Cultivating the past
What role did introduced crops and agricultural techniques play in the colonisation of New Zealand?
Associate Professor Ian Barber (Archaeology) describes this as “a profound, unresolved problem in New Zealand archaeology” and has set about trying to solve it.
Barber explains that there is rigorous debate over the importance of the adaptation by New Zealand Māori and Chatham Islands Moriori of tropical Polynesian crops and agricultural techniques to a temperate land.
“One extreme view is that the people who came here pretty much gave up on crops; they did persist with kumara in the warmer parts of the country but, by and large, they were hunters and gatherers."
“The other scenario is that they managed to successfully adapt tropical crops and agricultural techniques so as to anchor settlement in a number of diverse New Zealand places.”
Barber cites as an example of this adaptation one particular innovation in the growing of kumara: the addition of stones to soils to retain heat and facilitate drainage. He says that the kumara storage pit was another unique Māori innovation, to extend supply and keep seed.

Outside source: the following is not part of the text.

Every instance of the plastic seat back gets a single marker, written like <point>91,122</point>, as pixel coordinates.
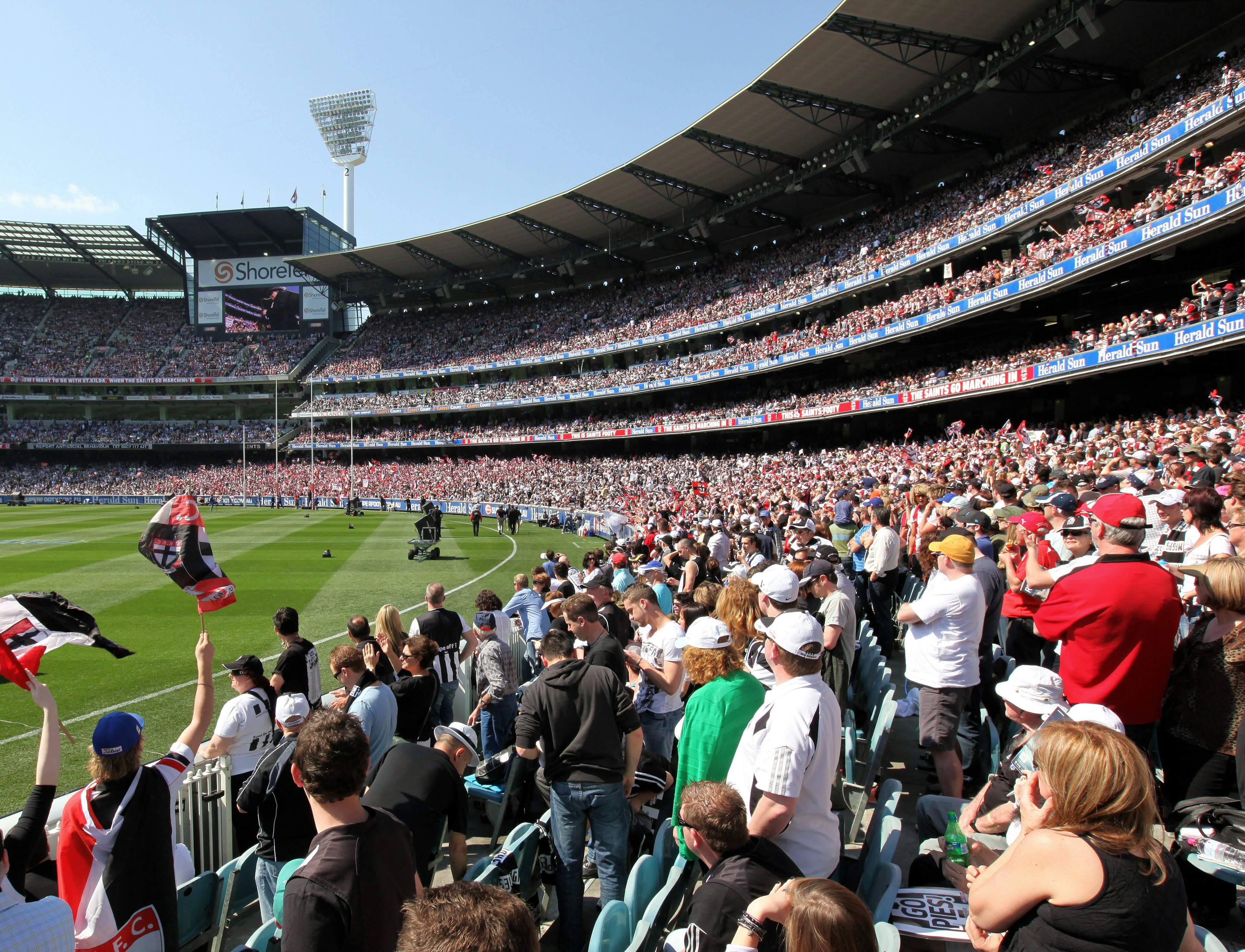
<point>196,905</point>
<point>613,930</point>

“I will be excavating archaeological sites, both storage pits and also agricultural sites, to get new material to identify the technologies and, most particularly, to date those technologies, so we know when they were brought in and, therefore, we can infer how important they were for colonisation.”
Barber is undertaking the research with financial help from the Marsden Fund, specialist botanical research from a postdoctoral researcher, and statistical modelling from Professor Richard Barker (Mathematics and Statistics).